4. Ask questions and listen
Managers and leaders should spend more time asking questions and listening than they do talking. Ask your employees what they would do differently if they were in charge. Ask them what they think the big problems are that need to be solved. And ask them how they would solve a challenging problem you’re working on.
Great leaders aren’t great because they perform well. They’re great because they help others perform better.
5. Schedule a non-business meeting
Schedule a weekly 1-hour meeting to just get to know each other. Talk about big issues, personal development, personal goals, or the news. Talk about something other than business that’s meaningful to you and everyone else on the team.
These non-business meetings will do more to build your company culture than just about anything else, and the return on investment can be huge.
It’s very nice to suggest ideas, but it seems like we have to “change the culture regarding work culture”. What can we do as a society to make a broader change in the US workforce’s work culture?
Change starts one person at a time. If you want to change the culture in the US, start by changing yourself, then your family, then your company, etc. It all starts with you. There is no broad sweeping policy change that will change all the world’s problems. You are the solution to the problem, if you choose to step up and make a change in your own life first and foremost.

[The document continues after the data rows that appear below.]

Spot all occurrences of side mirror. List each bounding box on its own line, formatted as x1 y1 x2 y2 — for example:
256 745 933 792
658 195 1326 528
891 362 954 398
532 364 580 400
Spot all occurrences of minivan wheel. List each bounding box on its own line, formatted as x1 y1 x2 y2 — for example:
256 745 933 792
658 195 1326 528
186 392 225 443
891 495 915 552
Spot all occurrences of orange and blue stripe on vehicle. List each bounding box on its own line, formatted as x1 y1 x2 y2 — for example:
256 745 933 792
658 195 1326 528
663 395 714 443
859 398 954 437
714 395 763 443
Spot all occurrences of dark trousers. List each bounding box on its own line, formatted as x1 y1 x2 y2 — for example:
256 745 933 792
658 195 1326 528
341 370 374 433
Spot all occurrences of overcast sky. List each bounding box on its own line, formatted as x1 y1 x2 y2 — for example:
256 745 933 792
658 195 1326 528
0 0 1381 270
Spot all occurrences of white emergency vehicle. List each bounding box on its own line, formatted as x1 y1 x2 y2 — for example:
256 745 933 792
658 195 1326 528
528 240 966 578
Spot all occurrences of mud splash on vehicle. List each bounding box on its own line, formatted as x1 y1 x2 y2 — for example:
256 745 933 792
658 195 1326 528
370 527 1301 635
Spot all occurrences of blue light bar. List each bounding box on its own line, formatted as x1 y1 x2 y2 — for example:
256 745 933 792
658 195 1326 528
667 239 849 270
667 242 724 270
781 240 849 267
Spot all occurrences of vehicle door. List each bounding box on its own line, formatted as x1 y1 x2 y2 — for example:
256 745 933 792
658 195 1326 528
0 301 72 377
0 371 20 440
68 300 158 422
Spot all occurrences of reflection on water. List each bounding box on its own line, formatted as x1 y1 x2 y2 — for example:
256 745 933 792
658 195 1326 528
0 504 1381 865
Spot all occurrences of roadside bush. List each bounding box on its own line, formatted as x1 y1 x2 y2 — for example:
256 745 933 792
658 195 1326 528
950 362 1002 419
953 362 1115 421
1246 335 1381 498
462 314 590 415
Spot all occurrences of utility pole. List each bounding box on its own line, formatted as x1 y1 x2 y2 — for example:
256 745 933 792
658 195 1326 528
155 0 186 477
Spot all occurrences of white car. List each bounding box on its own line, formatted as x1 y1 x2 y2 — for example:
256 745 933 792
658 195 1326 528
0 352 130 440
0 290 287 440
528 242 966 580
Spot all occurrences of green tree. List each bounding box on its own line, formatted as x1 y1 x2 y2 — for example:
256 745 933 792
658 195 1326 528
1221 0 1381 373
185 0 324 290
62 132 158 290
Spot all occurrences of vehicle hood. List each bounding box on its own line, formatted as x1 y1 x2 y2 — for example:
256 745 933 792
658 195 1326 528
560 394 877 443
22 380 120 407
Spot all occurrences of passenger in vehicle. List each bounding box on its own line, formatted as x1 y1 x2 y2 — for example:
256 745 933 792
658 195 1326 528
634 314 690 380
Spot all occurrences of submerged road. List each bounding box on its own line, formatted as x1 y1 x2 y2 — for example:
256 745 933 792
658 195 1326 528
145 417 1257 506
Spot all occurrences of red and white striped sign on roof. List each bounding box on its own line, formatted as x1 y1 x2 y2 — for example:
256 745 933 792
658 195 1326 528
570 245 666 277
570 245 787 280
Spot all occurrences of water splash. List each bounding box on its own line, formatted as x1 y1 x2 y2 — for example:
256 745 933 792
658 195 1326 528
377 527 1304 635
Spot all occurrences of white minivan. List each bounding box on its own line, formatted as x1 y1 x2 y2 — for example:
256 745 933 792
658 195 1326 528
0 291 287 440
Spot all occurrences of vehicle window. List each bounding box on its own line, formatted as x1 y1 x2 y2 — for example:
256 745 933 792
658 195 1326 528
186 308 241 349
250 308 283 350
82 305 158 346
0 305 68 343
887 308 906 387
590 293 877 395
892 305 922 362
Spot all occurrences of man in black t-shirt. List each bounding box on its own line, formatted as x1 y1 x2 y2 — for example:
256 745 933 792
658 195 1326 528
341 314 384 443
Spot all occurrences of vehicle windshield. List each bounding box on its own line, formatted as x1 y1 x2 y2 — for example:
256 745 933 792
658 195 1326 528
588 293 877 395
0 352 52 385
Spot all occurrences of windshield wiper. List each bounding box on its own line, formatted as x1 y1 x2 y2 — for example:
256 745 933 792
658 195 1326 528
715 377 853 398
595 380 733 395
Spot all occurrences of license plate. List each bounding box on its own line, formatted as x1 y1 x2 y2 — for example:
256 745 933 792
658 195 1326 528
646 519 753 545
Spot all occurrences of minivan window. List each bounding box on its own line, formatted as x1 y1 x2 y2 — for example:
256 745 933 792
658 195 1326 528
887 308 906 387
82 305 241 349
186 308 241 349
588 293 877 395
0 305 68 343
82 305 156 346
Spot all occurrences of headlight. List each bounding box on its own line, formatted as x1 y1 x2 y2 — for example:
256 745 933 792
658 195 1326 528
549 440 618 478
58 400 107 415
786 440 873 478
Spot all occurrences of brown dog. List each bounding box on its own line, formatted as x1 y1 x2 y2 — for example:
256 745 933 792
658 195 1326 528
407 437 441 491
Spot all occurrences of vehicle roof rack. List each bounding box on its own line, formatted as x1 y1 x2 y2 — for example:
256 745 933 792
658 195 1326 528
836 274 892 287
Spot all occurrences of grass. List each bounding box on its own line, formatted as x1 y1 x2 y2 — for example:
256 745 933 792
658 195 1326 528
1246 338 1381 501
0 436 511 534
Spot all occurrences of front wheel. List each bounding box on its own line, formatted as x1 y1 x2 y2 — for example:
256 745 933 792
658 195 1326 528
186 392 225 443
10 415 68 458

How would you describe your leadership or management style? Can you give us a few examples?
I try to lead like Tony Hsieh. He said, he doesn’t want to be the biggest plant in the greenhouse. He wants to be the architect that builds the best greenhouse and creates the environment where all the other plants can grow as big and tall as possible.
I used to talk all the time at meetings and give directions to everyone. Now, I sit back and listen, I ask questions, and I only step in and take over if things get off track or if I’m the only one in the room who can answer a question or give important information about an issue we’re working on.
None of us are able to achieve success without some help along the way. Is there a particular person who you are grateful towards who helped get you to where you are? Can you share a story about that?
I never had a real job or worked in an office before starting TCK Publishing, so I didn’t have many mentors in person. I did have access to books though, and I’ve read countless self-help and personal development books.
One of the books that had the biggest impact in my life when it comes to creating a better culture at work is The Culture Code by Daniel Coyle.
How have you used your success to bring goodness to the world?
One of my mottos in business is that long-term success comes from long-term relationships. I don’t remember where I first heard that phrase, but it has always stuck with me. I’ve tried to implement that in every area of my life. That’s why I’ve always invested so heavily in my team and those I work with. I want to help them grow and succeed as much as possible.
I don’t think you can become truly successful in life without lifting up those around you and helping them become successful as well.
Can you please give us your favorite “Life Lesson Quote”? Can you share how that was relevant to you in your life?
“Life is short.”
Far too many people make decisions in life as if they’re going to live forever. You’re not. You will die someday, and you only get one life to live as far as we know. Reminding myself of my mortality helps me put things in perspective so I can make better decisions and not let fear rule my life. What is there to be afraid of in life if you’re going to die some day anyway?
You are a person of great influence. If you could inspire a movement that would bring the most amount of good to the most amount of people, what would that be? You never know what your idea can trigger. 🙂
I’d love to inspire people to read great books and have more deep conversations with the people in your life. Don’t be afraid to ask deep questions or have big conversations. You’ll find those can often become the turning points of your life, and you’ll have a lasting positive impact on those who know you.
You could be just one deep conversation away from a new level of success.
Thank you for these fantastic insights. We wish you continued success!